With that, let me present one of the most exciting cards with this mechanic in the set. Presenting Collective Brutality:
Harnessing the Power of Brutality
While each of the effects of Collective Brutality are a little weak on their own (especially at two mana), and at one discarded card per additional mode, the trick is versatility. Giving -2/-2 won't kill every creature in Standard, but it will kill a lot of them. Duressing an opponent with this won't hit planeswalkers, but there are generally enough targets in most decks to hit a majority of the time. Finally, you generally wouldn't want to spend a card just to drain an opponent for 2, but that does occasionally get you just over the hump to win a race. That's just how Charms work, though. It's when you add the versatility of any mode that things really shine—and unlike other Charms, this one will let you use all of the modes you deem worth the investment.
The card really shines when you can use those cards you are discarding for your own benefit. The most obvious way to take advantage of this is madness. A turn-three Collective Brutality with -2/-2 to take out a Duskwatch Recruiter, Fiery Temper to kill a Sylvan Advocate, and the Duress effect to get a Collected Company will really take the wind out of an opponent's sails. Later in the game you can get similar benefits from the card, throwing away extra lands or multiple madness cards in one turn to make a big swing.
Thinking beyond just the obvious madness applications, Collective Brutality is perhaps at its best when working with delirium-based aggressive decks, which Eldritch Moon has quite a lot of cards to help out. While it can be difficult to get the required number of card types in your graveyard naturally by turn three or four, Collective Brutality lets you achieve delirium very easily by discarding something like a land and an enchantment. It helps clear the way for your now-much-larger creatures, and can even strip away a Languish or Declaration in Stone from an opponent's hand to keep them from getting back into the game.

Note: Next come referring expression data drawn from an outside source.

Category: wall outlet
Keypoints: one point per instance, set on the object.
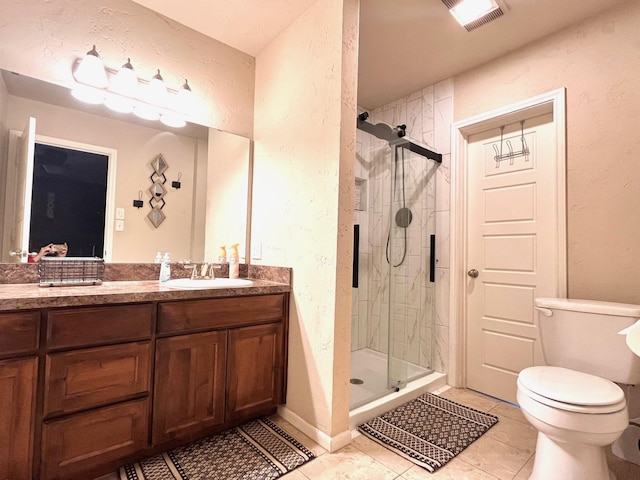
(256, 250)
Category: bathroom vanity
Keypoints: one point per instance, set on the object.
(92, 378)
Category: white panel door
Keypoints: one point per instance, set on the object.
(512, 242)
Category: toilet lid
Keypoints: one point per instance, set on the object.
(571, 387)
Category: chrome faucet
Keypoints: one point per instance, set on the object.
(204, 272)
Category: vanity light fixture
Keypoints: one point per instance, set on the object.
(472, 14)
(124, 92)
(91, 70)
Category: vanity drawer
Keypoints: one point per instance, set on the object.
(78, 443)
(82, 326)
(91, 377)
(194, 315)
(19, 332)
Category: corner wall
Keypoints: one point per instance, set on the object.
(302, 208)
(597, 62)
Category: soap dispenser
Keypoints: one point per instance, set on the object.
(234, 261)
(165, 268)
(222, 254)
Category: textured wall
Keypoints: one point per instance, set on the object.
(302, 197)
(43, 39)
(598, 63)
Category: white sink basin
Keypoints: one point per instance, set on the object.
(208, 283)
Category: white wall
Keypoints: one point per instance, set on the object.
(304, 157)
(44, 39)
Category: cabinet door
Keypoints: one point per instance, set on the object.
(255, 371)
(189, 385)
(81, 379)
(17, 389)
(73, 445)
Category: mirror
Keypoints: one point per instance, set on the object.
(194, 156)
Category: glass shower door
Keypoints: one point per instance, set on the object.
(409, 249)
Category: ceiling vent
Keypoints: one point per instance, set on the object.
(487, 13)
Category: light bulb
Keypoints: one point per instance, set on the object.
(173, 120)
(91, 71)
(156, 90)
(126, 81)
(184, 98)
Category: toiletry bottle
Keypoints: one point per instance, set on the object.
(165, 268)
(234, 261)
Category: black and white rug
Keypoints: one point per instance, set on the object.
(429, 430)
(257, 450)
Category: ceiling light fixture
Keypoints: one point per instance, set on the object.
(472, 14)
(122, 91)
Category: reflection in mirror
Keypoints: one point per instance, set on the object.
(138, 144)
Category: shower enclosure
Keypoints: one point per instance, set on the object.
(394, 238)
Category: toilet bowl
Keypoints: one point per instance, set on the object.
(576, 415)
(573, 401)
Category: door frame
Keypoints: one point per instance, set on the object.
(553, 101)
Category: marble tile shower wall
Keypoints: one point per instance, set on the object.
(428, 115)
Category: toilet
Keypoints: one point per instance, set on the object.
(573, 401)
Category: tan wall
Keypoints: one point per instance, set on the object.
(43, 39)
(598, 63)
(303, 170)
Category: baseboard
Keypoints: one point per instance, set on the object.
(327, 442)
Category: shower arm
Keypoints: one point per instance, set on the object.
(395, 137)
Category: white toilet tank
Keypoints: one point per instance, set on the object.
(583, 335)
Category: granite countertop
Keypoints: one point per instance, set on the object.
(26, 296)
(128, 283)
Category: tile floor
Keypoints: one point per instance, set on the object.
(505, 452)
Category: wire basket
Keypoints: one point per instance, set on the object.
(65, 271)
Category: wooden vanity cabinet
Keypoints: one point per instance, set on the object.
(96, 388)
(255, 371)
(19, 338)
(17, 405)
(189, 385)
(222, 363)
(101, 386)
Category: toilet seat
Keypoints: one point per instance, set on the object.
(570, 390)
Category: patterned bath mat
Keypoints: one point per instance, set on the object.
(429, 430)
(257, 450)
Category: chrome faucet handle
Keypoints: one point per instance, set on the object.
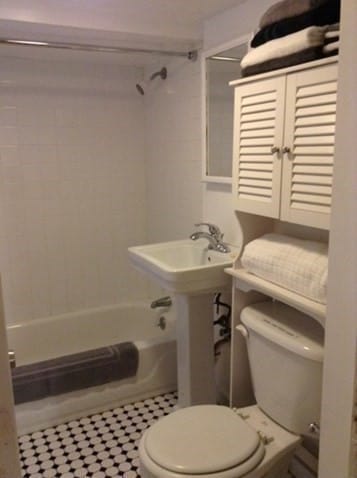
(212, 228)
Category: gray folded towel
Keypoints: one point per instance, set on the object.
(287, 9)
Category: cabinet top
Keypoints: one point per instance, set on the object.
(283, 71)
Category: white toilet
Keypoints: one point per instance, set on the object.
(285, 349)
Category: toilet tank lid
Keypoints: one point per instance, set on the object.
(286, 327)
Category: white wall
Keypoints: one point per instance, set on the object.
(173, 150)
(73, 191)
(338, 408)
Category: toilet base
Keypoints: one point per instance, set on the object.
(275, 463)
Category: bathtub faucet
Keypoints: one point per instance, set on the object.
(162, 302)
(214, 237)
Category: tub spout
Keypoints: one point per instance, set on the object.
(162, 302)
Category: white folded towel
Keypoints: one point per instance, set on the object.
(296, 264)
(332, 34)
(293, 43)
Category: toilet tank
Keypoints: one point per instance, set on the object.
(285, 349)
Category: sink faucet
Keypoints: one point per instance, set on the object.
(214, 237)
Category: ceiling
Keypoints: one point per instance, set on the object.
(172, 19)
(157, 24)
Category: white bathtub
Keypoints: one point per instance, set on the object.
(77, 332)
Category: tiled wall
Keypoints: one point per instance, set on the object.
(173, 147)
(73, 187)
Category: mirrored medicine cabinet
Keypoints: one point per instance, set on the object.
(219, 66)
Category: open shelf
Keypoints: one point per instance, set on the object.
(246, 281)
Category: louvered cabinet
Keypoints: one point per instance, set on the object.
(284, 131)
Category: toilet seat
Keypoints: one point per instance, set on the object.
(203, 440)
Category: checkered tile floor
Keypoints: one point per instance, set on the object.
(99, 446)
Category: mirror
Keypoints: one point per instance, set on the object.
(219, 68)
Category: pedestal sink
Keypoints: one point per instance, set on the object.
(192, 273)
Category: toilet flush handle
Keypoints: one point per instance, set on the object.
(243, 330)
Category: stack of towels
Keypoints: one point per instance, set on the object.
(292, 32)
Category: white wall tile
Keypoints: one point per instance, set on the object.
(71, 162)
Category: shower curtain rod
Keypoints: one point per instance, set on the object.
(190, 55)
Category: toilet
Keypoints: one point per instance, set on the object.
(285, 350)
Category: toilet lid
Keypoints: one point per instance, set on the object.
(201, 439)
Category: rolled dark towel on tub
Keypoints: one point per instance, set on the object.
(75, 372)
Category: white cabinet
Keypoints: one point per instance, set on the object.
(284, 133)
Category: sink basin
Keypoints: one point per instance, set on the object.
(184, 266)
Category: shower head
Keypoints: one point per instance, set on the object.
(161, 73)
(140, 89)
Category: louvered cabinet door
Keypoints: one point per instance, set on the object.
(310, 136)
(258, 130)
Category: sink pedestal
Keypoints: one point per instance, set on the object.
(195, 349)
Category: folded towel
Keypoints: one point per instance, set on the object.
(287, 9)
(293, 43)
(334, 26)
(332, 34)
(331, 47)
(325, 14)
(296, 264)
(303, 56)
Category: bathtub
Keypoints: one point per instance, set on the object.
(152, 331)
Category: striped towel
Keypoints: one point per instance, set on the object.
(296, 264)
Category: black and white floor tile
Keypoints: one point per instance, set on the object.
(99, 446)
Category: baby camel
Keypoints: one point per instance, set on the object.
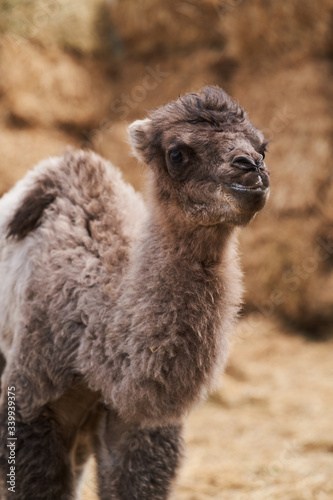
(114, 317)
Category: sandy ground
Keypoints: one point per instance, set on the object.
(267, 433)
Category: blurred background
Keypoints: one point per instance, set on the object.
(77, 72)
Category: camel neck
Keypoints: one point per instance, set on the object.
(177, 236)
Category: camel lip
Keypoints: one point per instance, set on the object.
(249, 189)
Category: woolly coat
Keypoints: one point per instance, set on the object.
(93, 288)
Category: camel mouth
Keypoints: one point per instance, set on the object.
(247, 189)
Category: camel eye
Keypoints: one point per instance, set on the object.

One of the things I like most about Collective Brutality is how much skill it takes to play the card correctly in games. I think as the Standard season progresses, we will see a lot of discussions come up during coverage regarding the decisions players make about using the card—many of which will have giant ramifications in games. Making a good read on a matchup or board state and deciding to go with discarding the second card for the 2 life drain will not come up a lot, but it will help decide the closest of games. While we may not see quite as many debates on it as we saw on whether or not to use Merfolk Looter, I suspect there will be a lot of debate surrounding when to use each mode of the card. I think it's important that not every card has this level of flexibility and choice, but creating some number of them is great for competitive Magic.